Now it's time to turn Tarantula loose on your app. Assuming your project is at /work/project/:

   #!sh
   cd /work/project
   rake tarantula:test

== Verbose Mode

If you run the test using the steps shown above, Tarantula will produce a report in tmp/tarantula. You
can also set VERBOSE=true to see more detail as the test runs.

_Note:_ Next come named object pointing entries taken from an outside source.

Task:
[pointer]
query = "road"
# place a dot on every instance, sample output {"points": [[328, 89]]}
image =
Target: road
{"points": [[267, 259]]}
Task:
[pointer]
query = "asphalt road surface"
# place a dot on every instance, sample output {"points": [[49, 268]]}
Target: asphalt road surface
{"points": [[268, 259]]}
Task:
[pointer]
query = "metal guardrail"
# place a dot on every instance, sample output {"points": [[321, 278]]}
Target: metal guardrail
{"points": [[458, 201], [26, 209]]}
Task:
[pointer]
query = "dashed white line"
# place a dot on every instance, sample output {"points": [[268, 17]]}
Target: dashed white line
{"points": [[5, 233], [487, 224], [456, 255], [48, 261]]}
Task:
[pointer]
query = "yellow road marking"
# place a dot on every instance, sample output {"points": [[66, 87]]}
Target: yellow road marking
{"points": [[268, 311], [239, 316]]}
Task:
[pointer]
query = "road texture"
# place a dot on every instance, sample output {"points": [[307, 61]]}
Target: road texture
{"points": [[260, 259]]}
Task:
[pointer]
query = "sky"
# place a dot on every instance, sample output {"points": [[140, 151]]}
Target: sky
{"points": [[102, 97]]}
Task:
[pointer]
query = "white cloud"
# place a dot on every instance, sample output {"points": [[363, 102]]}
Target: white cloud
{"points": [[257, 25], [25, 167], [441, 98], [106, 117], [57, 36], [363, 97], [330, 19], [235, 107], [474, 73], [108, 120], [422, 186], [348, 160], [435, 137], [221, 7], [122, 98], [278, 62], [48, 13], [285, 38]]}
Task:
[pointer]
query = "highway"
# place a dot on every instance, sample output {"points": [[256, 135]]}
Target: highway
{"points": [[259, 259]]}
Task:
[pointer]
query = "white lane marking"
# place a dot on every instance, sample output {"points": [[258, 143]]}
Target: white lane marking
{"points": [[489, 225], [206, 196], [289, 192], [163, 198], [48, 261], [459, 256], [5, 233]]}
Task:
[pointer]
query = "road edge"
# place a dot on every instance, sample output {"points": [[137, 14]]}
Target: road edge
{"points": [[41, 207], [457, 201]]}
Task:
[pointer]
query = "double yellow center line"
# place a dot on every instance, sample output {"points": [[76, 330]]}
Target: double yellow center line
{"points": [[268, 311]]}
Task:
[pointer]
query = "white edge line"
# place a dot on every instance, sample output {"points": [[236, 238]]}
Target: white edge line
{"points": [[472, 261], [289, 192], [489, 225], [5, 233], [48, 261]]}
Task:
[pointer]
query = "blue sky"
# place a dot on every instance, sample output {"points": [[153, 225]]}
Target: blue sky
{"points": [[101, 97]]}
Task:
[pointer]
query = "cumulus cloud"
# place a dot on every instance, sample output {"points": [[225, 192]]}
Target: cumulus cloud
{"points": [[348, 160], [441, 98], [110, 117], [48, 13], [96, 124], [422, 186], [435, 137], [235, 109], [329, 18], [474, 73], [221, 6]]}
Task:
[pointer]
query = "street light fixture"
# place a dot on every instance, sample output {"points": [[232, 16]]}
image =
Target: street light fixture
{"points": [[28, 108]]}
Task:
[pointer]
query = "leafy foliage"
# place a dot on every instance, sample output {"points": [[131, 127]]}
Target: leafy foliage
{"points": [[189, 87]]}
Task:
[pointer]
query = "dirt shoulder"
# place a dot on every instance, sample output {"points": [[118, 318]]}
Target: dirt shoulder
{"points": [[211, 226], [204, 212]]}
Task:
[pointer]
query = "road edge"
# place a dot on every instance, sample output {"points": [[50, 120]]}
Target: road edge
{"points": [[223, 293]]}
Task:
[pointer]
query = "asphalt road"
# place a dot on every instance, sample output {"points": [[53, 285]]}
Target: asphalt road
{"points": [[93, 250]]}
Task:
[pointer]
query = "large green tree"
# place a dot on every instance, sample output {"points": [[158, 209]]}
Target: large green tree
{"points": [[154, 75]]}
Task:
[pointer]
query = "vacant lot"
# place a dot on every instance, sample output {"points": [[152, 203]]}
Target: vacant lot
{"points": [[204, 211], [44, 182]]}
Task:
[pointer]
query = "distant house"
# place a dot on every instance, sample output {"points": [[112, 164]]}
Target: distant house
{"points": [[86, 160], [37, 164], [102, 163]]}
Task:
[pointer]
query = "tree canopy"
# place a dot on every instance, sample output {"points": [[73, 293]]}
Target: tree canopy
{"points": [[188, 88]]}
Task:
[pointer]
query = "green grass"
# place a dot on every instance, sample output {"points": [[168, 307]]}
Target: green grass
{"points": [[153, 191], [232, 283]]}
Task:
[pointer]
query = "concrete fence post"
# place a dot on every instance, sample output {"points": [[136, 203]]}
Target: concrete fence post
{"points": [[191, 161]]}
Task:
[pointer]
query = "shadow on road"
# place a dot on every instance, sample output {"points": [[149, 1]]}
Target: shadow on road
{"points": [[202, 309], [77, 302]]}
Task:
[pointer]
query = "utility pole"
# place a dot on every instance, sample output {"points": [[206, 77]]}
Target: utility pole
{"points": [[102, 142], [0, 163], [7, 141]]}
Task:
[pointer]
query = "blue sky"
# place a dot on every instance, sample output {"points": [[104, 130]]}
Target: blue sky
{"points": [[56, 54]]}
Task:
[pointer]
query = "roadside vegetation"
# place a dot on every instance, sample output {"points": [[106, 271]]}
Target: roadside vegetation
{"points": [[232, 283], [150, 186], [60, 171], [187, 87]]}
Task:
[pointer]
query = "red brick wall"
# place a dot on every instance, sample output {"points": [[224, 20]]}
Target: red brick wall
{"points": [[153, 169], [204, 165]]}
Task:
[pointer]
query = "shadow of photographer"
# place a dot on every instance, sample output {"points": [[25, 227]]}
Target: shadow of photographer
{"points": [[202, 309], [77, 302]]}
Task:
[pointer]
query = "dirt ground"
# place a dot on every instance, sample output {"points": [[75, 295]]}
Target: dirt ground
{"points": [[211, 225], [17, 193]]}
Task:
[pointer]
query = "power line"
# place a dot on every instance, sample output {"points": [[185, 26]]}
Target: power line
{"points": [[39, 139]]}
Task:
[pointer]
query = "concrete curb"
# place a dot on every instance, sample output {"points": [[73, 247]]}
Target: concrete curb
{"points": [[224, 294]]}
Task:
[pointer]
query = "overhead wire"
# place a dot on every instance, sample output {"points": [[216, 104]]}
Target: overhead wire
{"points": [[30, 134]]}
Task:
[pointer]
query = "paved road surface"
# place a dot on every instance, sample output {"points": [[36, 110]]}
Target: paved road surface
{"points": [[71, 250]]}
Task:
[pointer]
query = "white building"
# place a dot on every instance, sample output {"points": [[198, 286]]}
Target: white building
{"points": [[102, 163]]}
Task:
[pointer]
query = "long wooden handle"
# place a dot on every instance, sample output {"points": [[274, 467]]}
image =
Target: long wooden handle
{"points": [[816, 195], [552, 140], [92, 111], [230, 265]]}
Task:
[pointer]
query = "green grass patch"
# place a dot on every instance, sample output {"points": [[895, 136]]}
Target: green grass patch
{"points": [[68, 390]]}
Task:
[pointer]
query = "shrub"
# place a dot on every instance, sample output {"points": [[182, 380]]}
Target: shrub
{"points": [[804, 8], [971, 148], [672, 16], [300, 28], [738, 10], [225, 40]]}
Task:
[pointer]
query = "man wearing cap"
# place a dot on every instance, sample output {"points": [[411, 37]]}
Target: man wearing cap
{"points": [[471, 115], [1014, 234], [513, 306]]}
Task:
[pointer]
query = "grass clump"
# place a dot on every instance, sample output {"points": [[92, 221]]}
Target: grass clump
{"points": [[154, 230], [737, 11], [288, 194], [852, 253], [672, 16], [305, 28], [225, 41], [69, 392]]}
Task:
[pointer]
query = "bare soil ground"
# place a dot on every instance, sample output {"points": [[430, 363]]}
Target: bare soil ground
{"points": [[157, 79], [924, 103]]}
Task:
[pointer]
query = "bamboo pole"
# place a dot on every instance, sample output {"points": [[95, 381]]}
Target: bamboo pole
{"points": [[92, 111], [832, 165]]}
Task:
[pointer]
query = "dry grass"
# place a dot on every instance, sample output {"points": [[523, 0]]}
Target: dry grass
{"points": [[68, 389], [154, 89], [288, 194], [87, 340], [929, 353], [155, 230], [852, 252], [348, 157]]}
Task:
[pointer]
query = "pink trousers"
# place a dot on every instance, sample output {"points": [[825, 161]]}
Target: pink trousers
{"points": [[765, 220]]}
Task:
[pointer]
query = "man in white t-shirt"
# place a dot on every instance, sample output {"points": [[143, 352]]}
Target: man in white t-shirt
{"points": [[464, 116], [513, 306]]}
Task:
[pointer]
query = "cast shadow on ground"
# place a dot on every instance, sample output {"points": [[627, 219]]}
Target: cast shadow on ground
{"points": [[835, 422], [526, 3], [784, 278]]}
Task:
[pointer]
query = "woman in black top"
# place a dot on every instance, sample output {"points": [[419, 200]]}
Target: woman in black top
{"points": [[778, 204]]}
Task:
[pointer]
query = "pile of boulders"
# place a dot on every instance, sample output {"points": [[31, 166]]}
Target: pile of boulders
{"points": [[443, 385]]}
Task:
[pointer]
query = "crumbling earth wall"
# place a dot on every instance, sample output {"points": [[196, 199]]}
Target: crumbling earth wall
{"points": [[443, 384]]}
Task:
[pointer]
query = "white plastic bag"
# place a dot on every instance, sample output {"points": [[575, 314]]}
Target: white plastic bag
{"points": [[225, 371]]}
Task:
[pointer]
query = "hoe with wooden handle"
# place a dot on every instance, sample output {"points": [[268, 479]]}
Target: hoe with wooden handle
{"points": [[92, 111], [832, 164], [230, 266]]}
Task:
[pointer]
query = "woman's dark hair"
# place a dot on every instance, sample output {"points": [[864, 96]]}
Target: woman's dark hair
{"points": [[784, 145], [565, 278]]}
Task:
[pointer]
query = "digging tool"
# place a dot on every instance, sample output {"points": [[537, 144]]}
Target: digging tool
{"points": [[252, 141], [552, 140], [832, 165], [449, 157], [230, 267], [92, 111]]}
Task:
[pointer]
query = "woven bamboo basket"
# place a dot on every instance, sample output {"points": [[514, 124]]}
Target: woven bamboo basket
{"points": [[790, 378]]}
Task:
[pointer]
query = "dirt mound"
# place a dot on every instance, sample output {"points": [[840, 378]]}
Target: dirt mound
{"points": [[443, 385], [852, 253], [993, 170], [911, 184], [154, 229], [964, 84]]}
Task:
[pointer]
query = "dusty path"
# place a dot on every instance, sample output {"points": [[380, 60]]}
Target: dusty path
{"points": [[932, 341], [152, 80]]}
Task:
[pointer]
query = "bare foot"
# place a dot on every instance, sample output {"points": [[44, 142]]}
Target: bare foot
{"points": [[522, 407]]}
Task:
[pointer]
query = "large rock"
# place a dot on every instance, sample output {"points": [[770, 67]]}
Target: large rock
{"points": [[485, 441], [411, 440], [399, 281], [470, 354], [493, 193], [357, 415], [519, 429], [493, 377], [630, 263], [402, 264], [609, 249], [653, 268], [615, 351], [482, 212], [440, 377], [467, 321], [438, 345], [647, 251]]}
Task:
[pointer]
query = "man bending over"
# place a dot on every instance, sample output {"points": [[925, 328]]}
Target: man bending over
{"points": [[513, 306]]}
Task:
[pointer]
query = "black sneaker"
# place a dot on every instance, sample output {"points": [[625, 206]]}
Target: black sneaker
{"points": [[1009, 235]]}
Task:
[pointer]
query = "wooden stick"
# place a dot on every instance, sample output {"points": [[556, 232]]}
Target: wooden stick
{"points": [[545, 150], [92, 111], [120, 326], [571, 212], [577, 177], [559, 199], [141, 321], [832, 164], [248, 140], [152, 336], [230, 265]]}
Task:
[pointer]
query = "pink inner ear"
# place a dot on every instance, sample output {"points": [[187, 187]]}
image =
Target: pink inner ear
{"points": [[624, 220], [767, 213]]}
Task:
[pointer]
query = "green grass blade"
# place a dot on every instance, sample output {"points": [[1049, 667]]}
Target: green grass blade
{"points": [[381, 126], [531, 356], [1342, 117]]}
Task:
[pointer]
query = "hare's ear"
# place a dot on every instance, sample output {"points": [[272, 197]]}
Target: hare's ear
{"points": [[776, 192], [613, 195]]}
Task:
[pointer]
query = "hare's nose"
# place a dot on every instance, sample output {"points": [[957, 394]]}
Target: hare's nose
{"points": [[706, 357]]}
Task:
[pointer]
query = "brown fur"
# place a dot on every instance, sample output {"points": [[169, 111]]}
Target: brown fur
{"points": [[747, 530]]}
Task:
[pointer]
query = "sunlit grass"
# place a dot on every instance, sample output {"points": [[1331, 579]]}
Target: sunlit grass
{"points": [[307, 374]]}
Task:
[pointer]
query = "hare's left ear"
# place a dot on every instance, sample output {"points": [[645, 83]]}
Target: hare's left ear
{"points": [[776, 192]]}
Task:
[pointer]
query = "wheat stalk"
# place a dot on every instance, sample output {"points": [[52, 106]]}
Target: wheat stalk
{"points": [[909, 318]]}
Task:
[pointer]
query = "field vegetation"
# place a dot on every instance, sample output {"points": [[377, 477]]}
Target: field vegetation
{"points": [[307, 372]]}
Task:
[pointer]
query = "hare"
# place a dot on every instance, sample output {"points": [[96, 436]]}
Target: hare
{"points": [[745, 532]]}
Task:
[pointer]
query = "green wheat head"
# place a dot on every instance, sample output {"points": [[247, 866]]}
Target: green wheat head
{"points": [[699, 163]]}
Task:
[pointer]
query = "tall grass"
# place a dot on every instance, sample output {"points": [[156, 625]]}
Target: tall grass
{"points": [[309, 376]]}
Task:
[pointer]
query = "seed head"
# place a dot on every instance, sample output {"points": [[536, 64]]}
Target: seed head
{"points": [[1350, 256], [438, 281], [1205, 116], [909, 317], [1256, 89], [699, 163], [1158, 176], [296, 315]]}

For more options, please see the test suite.

== Allowed Errors

If, for example, a 404 is an appropriate response for some URLs, you can tell Tarantula to allow 404s
for URLs matching a given regex:

     t = tarantula_crawler(self)
     t.allow_404_for %r{/users/\d+/}

== Custom Attack Handlers

You can specify the attack strings that Tarantula throws at your application.

    def test_tarantula
      t = tarantula_crawler(self)

      Relevance::Tarantula::AttackFormSubmission.attacks << { 
        :name => :xss,
        :input => "<script>gotcha!</script>",
        :output => "<script>gotcha!</script>",
      }

      Relevance::Tarantula::AttackFormSubmission.attacks << { 
        :name => :sql_injection,
        :input => "a'; DROP TABLE posts;",
      }

      t.handlers << Relevance::Tarantula::AttackHandler.new
      t.fuzzers << Relevance::Tarantula::AttackFormSubmission
      t.times_to_crawl = 2
      t.crawl "/posts"
    end

This example adds custom attacks for both SQL injection and XSS. It also tells Tarantula to crawl the
app 2 times. This is important for XSS attacks because the results won't appear until the second time
Tarantula performs the crawl.

== Bugs/Requests

Please submit your bug reports, patches, or feature requests at Lighthouse:

http://relevance.lighthouseapp.com/projects/17868-tarantula/overview

== License

Tarantula is released under the MIT license.